RAMALLAH, West Bank — America’s top diplomat came to the seat of the Palestinian government Tuesday with promises of additional aid, a reopened consulate in Jerusalem and a broad sympathetic pledge to rebuild ties that had been severed by the previous administration in favour of Israel.

With the raw emotion of deaths and wreckage from an 11-day war between Israel and Hamas militants still fresh in the minds of both Israelis and Palestinians, the actions by Secretary of State Antony Blinken represented, in tone at least, an attempted revival of America’s former role as a more neutral mediator in the Middle East’s most protracted conflict.

It amounted to a sharp turnabout from the policies of former President Donald Trump, who had made no secret of siding with Israel by closing a political channel with the Palestinian Authority and cutting off humanitarian assistance to millions of Palestinians.

But it also carries big risks. The Biden administration says it will help finance an enormous reconstruction effort in the Gaza Strip, which is controlled by Hamas, a militant group considered a terrorist organization by the United States, Israel and many other countries.

Rebuilding ties with the Palestinians also risks angering Israel, the most reliable U.S. ally in the Middle East, whose leaders are already anxious about the Biden administration’s attempts to re-join a nuclear agreement with Iran.
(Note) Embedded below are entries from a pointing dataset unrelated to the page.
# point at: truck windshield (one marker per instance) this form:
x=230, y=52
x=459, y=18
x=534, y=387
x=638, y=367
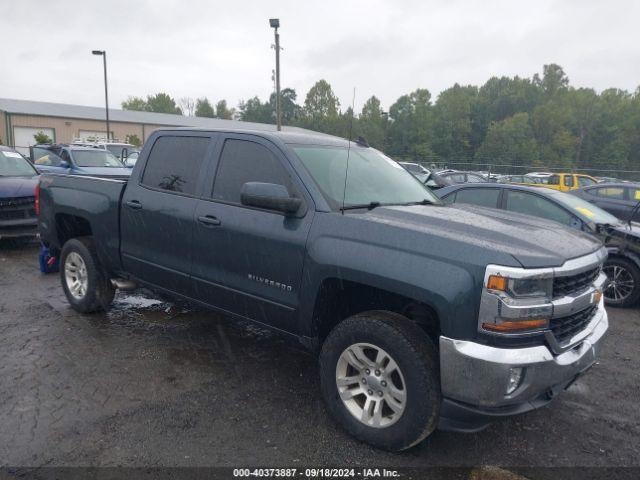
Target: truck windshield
x=373, y=178
x=12, y=164
x=95, y=158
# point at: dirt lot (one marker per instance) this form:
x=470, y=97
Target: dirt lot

Israel has long opposed and worked to undermine a deal.

At nearly every stop on a daylong series of meetings in Jerusalem and Ramallah, Blinken emphasized the tragic deaths of civilians — including children — in the cross-border hostilities between Hamas and Israel that ended in a fragile cease-fire late last week.

“The aspirations of the Palestinian people are like those of people everywhere,” Blinken said after meeting the Palestinian leader, Mahmoud Abbas, at his presidential office in the occupied West Bank. The United States is committed, he said, “to working with the Palestinian people to realize these aspirations.”